Where we are in life can be summed up like this: Two years ago, the first time we made love after my husband’s mitral heart valve replacement/aorta repair, we high-fived each other afterwards.
“I DIDN’T DIE!” he yelled.
“WOOHOO, WE ARE GOOD TO GO!” I shouted.
As of today, God has given us 37+ years of wedded life’s blissful ups and crashing downs. He has blessed us with 5 good daughters, now grown and college educated, 4 of them married to good men, and the 5th just embarking on a career. The “reward” for all that work is 4 grandchildren (so far). The youngest is a dimpled boy whose favorite word, to John’s delight, is “car.”

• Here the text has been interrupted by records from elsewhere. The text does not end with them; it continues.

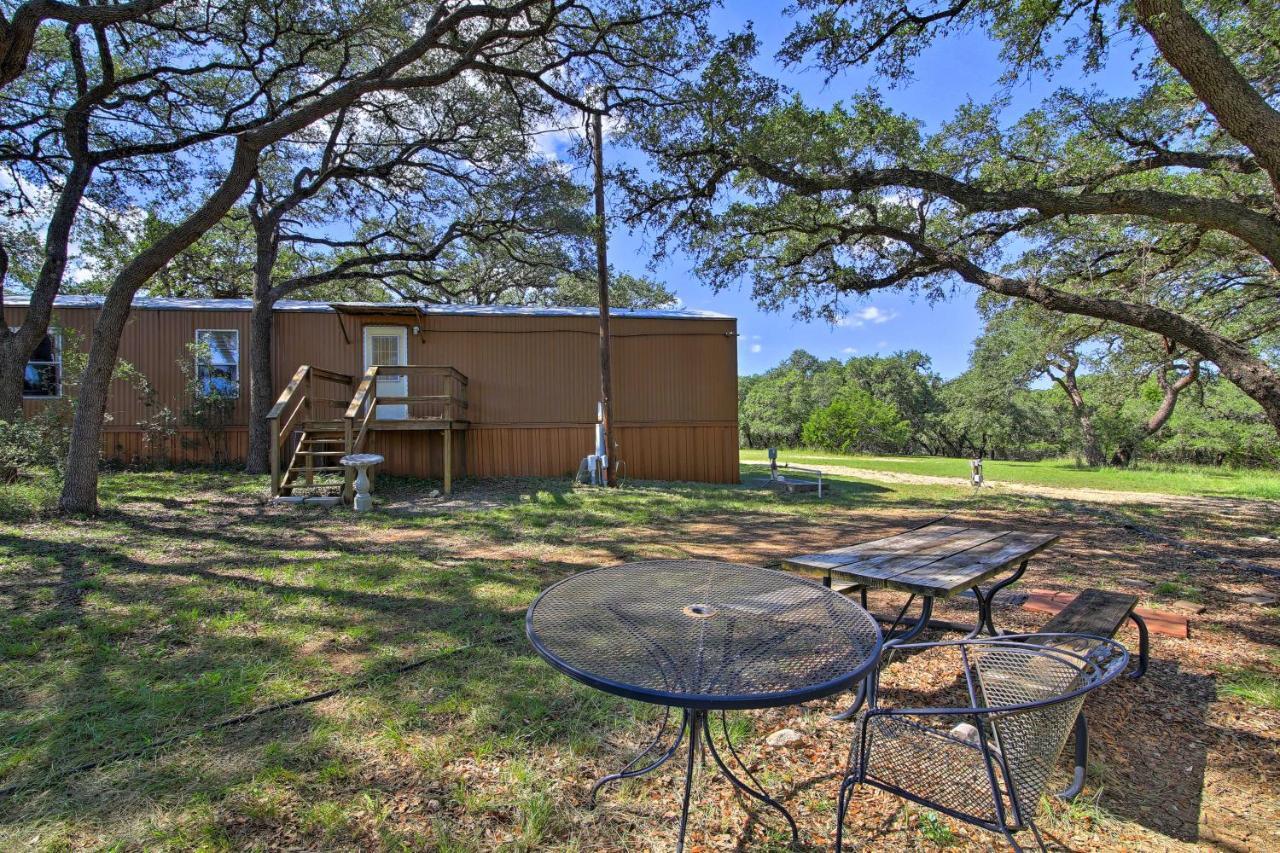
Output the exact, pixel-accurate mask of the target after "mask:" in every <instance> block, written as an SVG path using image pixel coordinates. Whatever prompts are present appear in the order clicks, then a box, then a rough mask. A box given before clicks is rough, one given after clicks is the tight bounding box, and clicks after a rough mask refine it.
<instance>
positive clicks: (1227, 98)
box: [1134, 0, 1280, 192]
mask: <svg viewBox="0 0 1280 853" xmlns="http://www.w3.org/2000/svg"><path fill="white" fill-rule="evenodd" d="M1134 12H1135V13H1137V17H1138V24H1139V26H1140V27H1142V28H1143V29H1146V31H1147V32H1148V33H1149V35H1151V37H1152V40H1153V41H1155V42H1156V46H1157V47H1158V49H1160V54H1161V55H1162V56H1164V58H1165V60H1166V61H1169V64H1170V65H1172V67H1174V68H1175V69H1176V70H1178V73H1179V74H1181V77H1183V79H1185V81H1187V83H1188V85H1189V86H1190V87H1192V91H1193V92H1196V96H1197V97H1198V99H1199V100H1201V101H1202V102H1203V104H1204V106H1207V108H1208V110H1210V113H1212V114H1213V117H1215V118H1216V119H1217V120H1219V122H1220V123H1221V124H1222V128H1224V129H1226V132H1228V133H1230V134H1231V136H1233V137H1235V138H1236V140H1239V141H1240V142H1242V143H1243V145H1244V146H1245V147H1247V149H1249V151H1252V152H1253V156H1254V158H1257V160H1258V165H1261V167H1262V168H1263V169H1265V170H1266V173H1267V175H1268V177H1270V178H1271V186H1272V187H1274V188H1275V190H1276V192H1280V110H1276V109H1275V108H1274V106H1271V105H1270V104H1267V101H1266V99H1265V97H1262V95H1261V93H1260V92H1258V91H1257V90H1256V88H1254V87H1253V86H1252V83H1249V81H1248V79H1245V77H1244V76H1243V74H1242V73H1240V70H1239V69H1238V68H1236V67H1235V64H1234V63H1233V61H1231V59H1230V58H1229V56H1228V55H1226V54H1225V53H1224V51H1222V47H1221V46H1220V45H1219V44H1217V41H1215V38H1213V36H1211V35H1210V33H1208V32H1206V29H1204V27H1202V26H1201V23H1199V20H1197V19H1196V18H1194V17H1193V15H1192V14H1190V13H1189V12H1187V8H1185V6H1184V5H1183V4H1181V0H1135V3H1134Z"/></svg>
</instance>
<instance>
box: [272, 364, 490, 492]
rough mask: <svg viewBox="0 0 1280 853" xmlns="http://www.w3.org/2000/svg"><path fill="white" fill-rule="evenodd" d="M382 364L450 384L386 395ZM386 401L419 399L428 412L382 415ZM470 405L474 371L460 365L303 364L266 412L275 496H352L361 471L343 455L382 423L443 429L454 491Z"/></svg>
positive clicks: (394, 426) (395, 374) (387, 425)
mask: <svg viewBox="0 0 1280 853" xmlns="http://www.w3.org/2000/svg"><path fill="white" fill-rule="evenodd" d="M380 371H385V373H388V374H394V375H397V377H417V378H419V379H421V380H431V382H435V383H436V384H442V383H443V386H444V389H443V392H442V391H439V389H435V388H431V389H429V391H430V393H421V392H420V393H413V394H404V396H394V397H393V396H385V394H384V396H379V394H378V377H379V373H380ZM379 405H383V406H387V405H399V406H404V410H406V411H408V407H410V406H417V407H420V409H422V410H425V414H422V415H420V416H404V418H397V419H388V420H381V419H379V418H378V407H379ZM466 409H467V378H466V377H465V375H463V374H461V373H458V371H457V370H456V369H453V368H447V366H434V365H393V366H372V368H370V369H369V370H366V371H365V374H364V375H362V377H360V378H357V377H351V375H347V374H344V373H335V371H333V370H324V369H321V368H312V366H310V365H302V366H301V368H298V370H297V373H294V374H293V378H292V379H291V380H289V384H288V387H285V389H284V391H283V392H282V393H280V397H279V400H276V402H275V406H273V407H271V411H270V412H269V414H268V416H266V420H268V423H269V424H270V427H271V497H273V498H276V500H284V501H291V502H297V501H302V500H310V498H316V500H317V502H329V501H333V500H335V498H337V497H340V498H342V500H343V501H346V502H351V498H352V494H353V483H355V474H353V471H351V470H348V469H344V467H343V466H342V465H339V464H338V460H340V459H342V457H343V456H346V455H348V453H360V452H362V451H364V450H365V444H366V442H367V441H369V437H370V434H371V433H372V432H374V430H381V429H387V430H392V429H396V430H402V429H416V430H443V438H444V457H443V459H444V478H443V479H444V483H443V484H444V493H445V494H449V493H451V492H452V491H453V483H452V475H453V444H454V441H453V433H454V432H456V430H465V429H467V427H468V425H470V421H468V420H466V419H465V418H463V412H465V411H466ZM317 410H324V412H323V414H321V412H320V411H317ZM334 415H337V418H334ZM294 435H296V437H297V443H293V444H292V447H293V450H292V451H291V450H289V447H291V443H292V442H293V438H294ZM285 456H287V457H288V461H287V464H285V462H284V457H285ZM370 474H372V471H371V473H370Z"/></svg>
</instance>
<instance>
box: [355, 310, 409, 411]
mask: <svg viewBox="0 0 1280 853" xmlns="http://www.w3.org/2000/svg"><path fill="white" fill-rule="evenodd" d="M375 364H376V365H406V364H408V329H407V328H404V327H403V325H366V327H365V370H369V369H370V368H371V366H374V365H375ZM374 393H375V394H376V396H379V397H407V396H408V375H406V374H403V373H399V374H397V373H392V374H388V373H381V371H380V373H379V374H378V387H376V389H375V391H374ZM374 418H376V419H378V420H404V419H406V418H408V405H407V403H390V405H387V406H378V411H376V412H374Z"/></svg>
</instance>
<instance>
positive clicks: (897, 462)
mask: <svg viewBox="0 0 1280 853" xmlns="http://www.w3.org/2000/svg"><path fill="white" fill-rule="evenodd" d="M740 457H741V460H742V461H744V462H768V455H767V452H765V451H763V450H742V451H740ZM780 460H781V461H782V462H788V461H790V462H795V464H796V465H844V466H849V467H861V469H868V470H874V471H896V473H901V474H924V475H928V476H954V478H961V479H964V480H968V479H969V460H966V459H950V457H938V456H842V455H838V453H827V452H822V451H806V450H782V451H780ZM983 476H984V478H986V479H987V480H989V482H1009V483H1027V484H1033V485H1053V487H1059V488H1089V489H1110V491H1119V492H1153V493H1164V494H1187V496H1198V497H1199V496H1203V497H1240V498H1267V500H1280V471H1276V470H1257V469H1229V467H1211V466H1206V465H1148V464H1143V462H1139V464H1137V465H1135V466H1133V467H1123V469H1121V467H1101V469H1098V467H1084V466H1079V465H1076V464H1075V462H1074V461H1071V460H1060V459H1059V460H1043V461H1039V462H1002V461H992V460H987V461H986V462H983Z"/></svg>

All those newlywed years ago, we used to wonder how we’d be when we were empty nesters. Would we still be passionately in love? On our wedding night, I distinctly remember joking, “Our passion will eventually morph into feelings of warmth and contentment as we sit on the sofa holding hands and listening to the clock tick.”
And we laughed. How we laughed!
No, wait! Doesn’t that actually happen now sometimes?

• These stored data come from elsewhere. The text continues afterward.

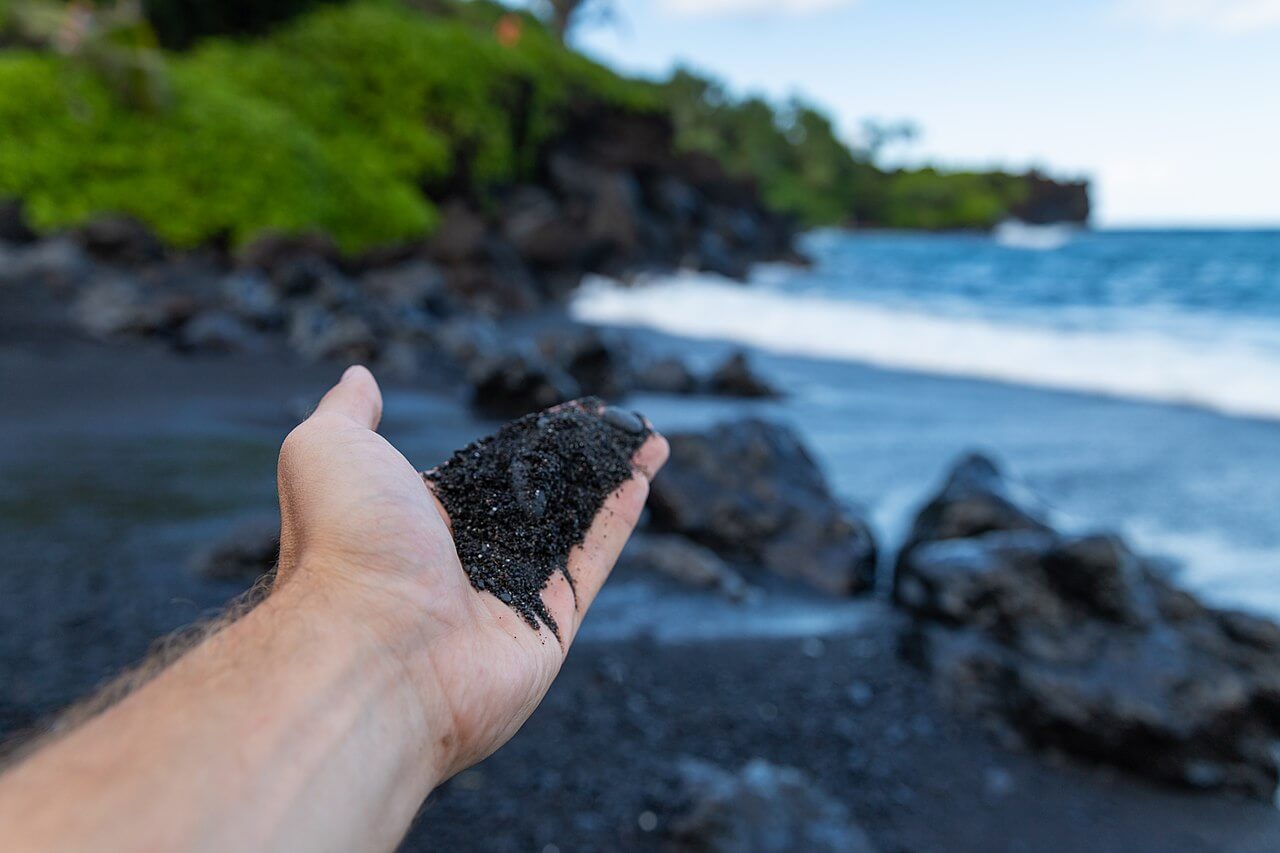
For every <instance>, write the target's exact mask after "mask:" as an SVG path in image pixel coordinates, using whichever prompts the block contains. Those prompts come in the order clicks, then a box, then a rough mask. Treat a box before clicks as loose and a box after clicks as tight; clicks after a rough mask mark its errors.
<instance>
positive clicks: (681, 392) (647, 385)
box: [635, 356, 699, 394]
mask: <svg viewBox="0 0 1280 853" xmlns="http://www.w3.org/2000/svg"><path fill="white" fill-rule="evenodd" d="M635 386H636V388H639V389H640V391H652V392H654V393H660V394H691V393H696V392H698V388H699V382H698V377H695V375H694V371H692V370H690V369H689V365H686V364H685V362H684V361H681V360H680V359H677V357H675V356H671V357H666V359H658V360H655V361H650V362H649V364H646V365H644V366H641V368H640V369H639V370H637V371H636V375H635Z"/></svg>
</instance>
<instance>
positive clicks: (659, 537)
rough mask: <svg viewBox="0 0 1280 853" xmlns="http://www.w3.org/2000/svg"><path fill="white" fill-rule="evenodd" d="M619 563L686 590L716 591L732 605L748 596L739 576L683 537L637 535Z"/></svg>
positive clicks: (639, 534)
mask: <svg viewBox="0 0 1280 853" xmlns="http://www.w3.org/2000/svg"><path fill="white" fill-rule="evenodd" d="M621 562H622V564H623V565H625V566H627V567H631V569H635V570H639V571H646V573H653V574H658V575H663V576H666V578H671V579H672V580H677V581H680V583H682V584H686V585H689V587H695V588H700V589H716V590H718V592H721V593H722V594H724V596H727V597H728V598H731V599H733V601H744V599H745V598H746V597H748V596H749V593H750V588H749V587H748V585H746V581H745V580H744V579H742V575H740V574H739V573H737V571H735V570H733V569H732V567H731V566H730V565H728V564H727V562H724V561H723V560H722V558H721V557H719V556H717V553H716V552H714V551H712V549H710V548H707V547H703V546H700V544H698V543H696V542H692V540H690V539H686V538H685V537H677V535H672V534H657V533H637V534H635V535H632V537H631V539H628V540H627V544H626V547H625V548H623V549H622V557H621Z"/></svg>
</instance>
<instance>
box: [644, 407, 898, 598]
mask: <svg viewBox="0 0 1280 853" xmlns="http://www.w3.org/2000/svg"><path fill="white" fill-rule="evenodd" d="M668 441H669V442H671V459H669V461H668V462H667V465H666V467H664V469H663V470H662V474H660V475H659V476H658V478H655V479H654V482H653V487H652V489H650V492H649V508H650V512H652V520H650V524H652V526H653V529H654V530H658V532H666V533H678V534H681V535H685V537H689V538H690V539H692V540H695V542H699V543H701V544H704V546H707V547H709V548H712V549H713V551H716V552H717V553H719V555H722V556H724V557H727V558H730V560H740V561H742V562H746V564H753V565H759V566H763V567H765V569H768V570H769V571H773V573H776V574H778V575H783V576H787V578H794V579H799V580H803V581H805V583H809V584H812V585H814V587H817V588H819V589H822V590H824V592H828V593H833V594H852V593H859V592H864V590H867V589H869V588H870V587H872V585H873V583H874V578H876V543H874V539H873V537H872V533H870V528H869V526H868V524H867V523H865V521H864V520H863V519H861V517H859V516H858V515H855V514H852V512H850V511H849V510H846V508H845V507H842V506H841V505H840V502H838V501H837V500H836V498H835V496H833V494H832V493H831V489H829V488H828V485H827V482H826V478H823V475H822V471H820V470H819V469H818V466H817V465H815V464H814V461H813V459H812V457H810V456H809V452H808V451H806V450H805V447H804V444H803V442H801V441H800V437H799V435H796V433H795V432H792V430H791V429H788V428H786V427H782V425H780V424H773V423H768V421H763V420H756V419H749V420H741V421H733V423H727V424H722V425H719V427H716V428H713V429H710V430H708V432H704V433H673V434H671V435H668Z"/></svg>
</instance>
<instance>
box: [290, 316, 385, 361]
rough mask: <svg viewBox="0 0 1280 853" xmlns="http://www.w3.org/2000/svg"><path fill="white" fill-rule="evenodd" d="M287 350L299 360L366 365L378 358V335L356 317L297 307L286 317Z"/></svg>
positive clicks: (369, 324) (366, 321)
mask: <svg viewBox="0 0 1280 853" xmlns="http://www.w3.org/2000/svg"><path fill="white" fill-rule="evenodd" d="M288 341H289V347H292V348H293V351H294V352H297V353H298V355H301V356H302V357H303V359H307V360H310V361H320V360H324V359H337V360H340V361H362V362H369V361H372V360H374V359H375V357H378V352H379V336H378V334H376V332H375V329H374V328H372V325H371V324H370V323H369V321H367V320H365V319H364V318H361V316H358V315H356V314H334V313H332V311H328V310H325V309H323V307H320V306H319V305H311V304H303V305H300V306H298V307H297V309H294V311H293V313H292V314H291V316H289V329H288Z"/></svg>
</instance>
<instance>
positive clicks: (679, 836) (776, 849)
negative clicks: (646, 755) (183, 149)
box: [654, 758, 874, 853]
mask: <svg viewBox="0 0 1280 853" xmlns="http://www.w3.org/2000/svg"><path fill="white" fill-rule="evenodd" d="M654 811H655V812H657V817H658V818H659V822H658V824H657V826H655V829H658V830H659V831H660V833H662V834H663V835H664V836H666V839H667V840H668V843H669V845H671V848H672V849H675V850H713V852H716V853H791V852H792V850H813V852H815V853H817V852H831V853H837V852H838V853H872V850H874V847H873V845H872V843H870V841H869V840H868V838H867V835H865V834H864V833H863V830H861V829H860V827H859V826H858V825H856V824H855V822H854V821H852V818H851V817H850V815H849V809H847V808H846V807H845V806H844V804H842V803H841V802H840V800H837V799H836V798H833V797H832V795H831V794H829V793H827V792H826V790H823V789H822V788H819V786H818V785H817V784H815V783H814V781H813V780H812V779H810V777H809V776H808V775H806V774H805V772H803V771H801V770H797V768H795V767H785V766H780V765H773V763H771V762H768V761H765V760H763V758H754V760H751V761H750V762H748V765H746V766H745V767H742V770H740V771H737V772H732V771H730V770H724V768H723V767H719V766H718V765H713V763H710V762H708V761H703V760H699V758H682V760H680V762H678V763H677V765H676V767H675V771H673V772H672V774H671V776H669V777H668V779H667V780H664V783H663V788H662V790H660V792H659V794H658V795H657V797H655V803H654Z"/></svg>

Lately, haven’t we been feeling just a trifle entitled to be lazy with our lives and our marriage, feeling that we have earned, even deserved a rest? Yes, and yes! So why not put down the plow for a time? Even God rested on the 7th day, right?
Those feelings of contentment, of “mission accomplished,” were actually tinged with something like loneliness and disconnection, and were taking hold precisely because we were too complacent. SCREECH! BACK UP! Weren’t we just stuck to the flypaper of a pleasant trap labeled “empty nester?”

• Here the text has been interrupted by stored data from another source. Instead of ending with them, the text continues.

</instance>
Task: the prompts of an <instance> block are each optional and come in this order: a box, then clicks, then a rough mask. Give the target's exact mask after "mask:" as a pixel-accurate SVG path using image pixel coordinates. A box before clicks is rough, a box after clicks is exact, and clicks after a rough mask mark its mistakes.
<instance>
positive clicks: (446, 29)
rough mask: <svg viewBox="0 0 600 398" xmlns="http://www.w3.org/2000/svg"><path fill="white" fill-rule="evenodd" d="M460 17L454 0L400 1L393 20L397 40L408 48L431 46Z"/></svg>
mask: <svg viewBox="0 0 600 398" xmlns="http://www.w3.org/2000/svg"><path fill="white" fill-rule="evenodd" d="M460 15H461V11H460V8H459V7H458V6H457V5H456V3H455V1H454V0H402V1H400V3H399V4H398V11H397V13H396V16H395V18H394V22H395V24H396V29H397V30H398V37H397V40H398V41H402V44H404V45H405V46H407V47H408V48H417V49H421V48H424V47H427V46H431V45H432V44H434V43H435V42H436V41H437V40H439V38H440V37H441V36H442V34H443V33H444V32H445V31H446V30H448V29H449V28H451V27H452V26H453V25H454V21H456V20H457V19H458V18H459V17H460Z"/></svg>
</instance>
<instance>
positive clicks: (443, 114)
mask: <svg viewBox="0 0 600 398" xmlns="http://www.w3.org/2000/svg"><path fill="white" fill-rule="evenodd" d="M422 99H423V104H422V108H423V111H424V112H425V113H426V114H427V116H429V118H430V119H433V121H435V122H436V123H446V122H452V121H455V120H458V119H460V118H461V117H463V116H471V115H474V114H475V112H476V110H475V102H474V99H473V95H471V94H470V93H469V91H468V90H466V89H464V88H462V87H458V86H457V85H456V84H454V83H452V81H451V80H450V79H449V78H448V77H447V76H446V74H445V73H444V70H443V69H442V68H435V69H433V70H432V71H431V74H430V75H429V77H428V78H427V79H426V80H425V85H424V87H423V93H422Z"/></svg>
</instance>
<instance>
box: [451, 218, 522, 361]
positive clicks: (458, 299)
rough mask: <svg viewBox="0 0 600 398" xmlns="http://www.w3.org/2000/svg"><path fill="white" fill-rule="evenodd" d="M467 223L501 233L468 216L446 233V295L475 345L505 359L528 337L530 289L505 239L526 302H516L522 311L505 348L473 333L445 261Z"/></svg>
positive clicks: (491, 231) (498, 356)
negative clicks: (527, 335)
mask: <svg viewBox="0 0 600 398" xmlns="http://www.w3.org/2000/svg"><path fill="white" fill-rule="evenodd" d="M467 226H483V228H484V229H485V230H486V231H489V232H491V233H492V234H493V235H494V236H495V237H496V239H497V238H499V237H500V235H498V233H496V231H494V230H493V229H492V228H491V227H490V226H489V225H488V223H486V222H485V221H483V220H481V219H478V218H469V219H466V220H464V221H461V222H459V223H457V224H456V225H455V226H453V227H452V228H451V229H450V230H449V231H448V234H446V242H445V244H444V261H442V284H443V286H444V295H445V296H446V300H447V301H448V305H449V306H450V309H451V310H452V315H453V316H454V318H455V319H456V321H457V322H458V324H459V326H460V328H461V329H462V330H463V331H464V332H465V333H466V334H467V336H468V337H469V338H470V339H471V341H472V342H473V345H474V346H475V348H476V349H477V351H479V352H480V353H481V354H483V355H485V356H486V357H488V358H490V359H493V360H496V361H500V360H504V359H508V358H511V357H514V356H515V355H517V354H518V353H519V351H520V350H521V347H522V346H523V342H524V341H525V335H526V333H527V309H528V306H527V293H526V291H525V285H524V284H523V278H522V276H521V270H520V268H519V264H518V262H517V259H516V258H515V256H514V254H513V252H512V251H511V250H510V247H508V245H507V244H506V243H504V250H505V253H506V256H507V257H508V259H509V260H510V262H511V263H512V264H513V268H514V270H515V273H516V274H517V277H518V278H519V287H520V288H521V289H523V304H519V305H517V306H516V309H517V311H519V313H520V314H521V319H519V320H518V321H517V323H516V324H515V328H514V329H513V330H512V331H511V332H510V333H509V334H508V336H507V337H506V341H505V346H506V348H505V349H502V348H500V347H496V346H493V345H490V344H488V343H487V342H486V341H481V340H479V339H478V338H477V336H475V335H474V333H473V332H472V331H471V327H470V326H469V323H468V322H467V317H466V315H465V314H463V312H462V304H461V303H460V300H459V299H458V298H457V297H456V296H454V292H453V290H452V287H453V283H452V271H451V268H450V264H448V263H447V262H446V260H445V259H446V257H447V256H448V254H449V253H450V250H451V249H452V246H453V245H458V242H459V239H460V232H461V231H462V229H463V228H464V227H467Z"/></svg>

Marriage is a living thing, never done, never completed. We are bound until death to work on strengthening our love, our kindness, our generosity, and our commitment to each other and our world, never resting, because we ever carry in our bodies the life and death of Jesus!
2 Corinthians 4:11 has it right: For we who live are constantly being given up to death for the sake of Jesus, so that the life of Jesus may be manifested in our mortal flesh.
So, back to work! It will be a different work in many ways, of course, but our attitude must be that of the Lord’s servants until he comes for us or until he comes again. Sure, we can pick up our Social at 70, or 66.7, we can get the Airstream, and hand over the cooking of Thanksgiving dinner (but not the gravy) to the younger generation, but to be true to our souls and our matrimony, and to be a beacon to our children, we can never really rest on our laurels while we draw breath. As St. Paul said, “Let us not grow tired of doing good, for in due time we shall reap our harvest, if we do not give up” Galatians 6:9.
Therefore our waiting must be for the Lord: “I believe I shall see the Lord’s goodness in the land of the living. Wait for the Lord, take courage; be stouthearted, wait for the Lord!” (Psalm 27:13-14).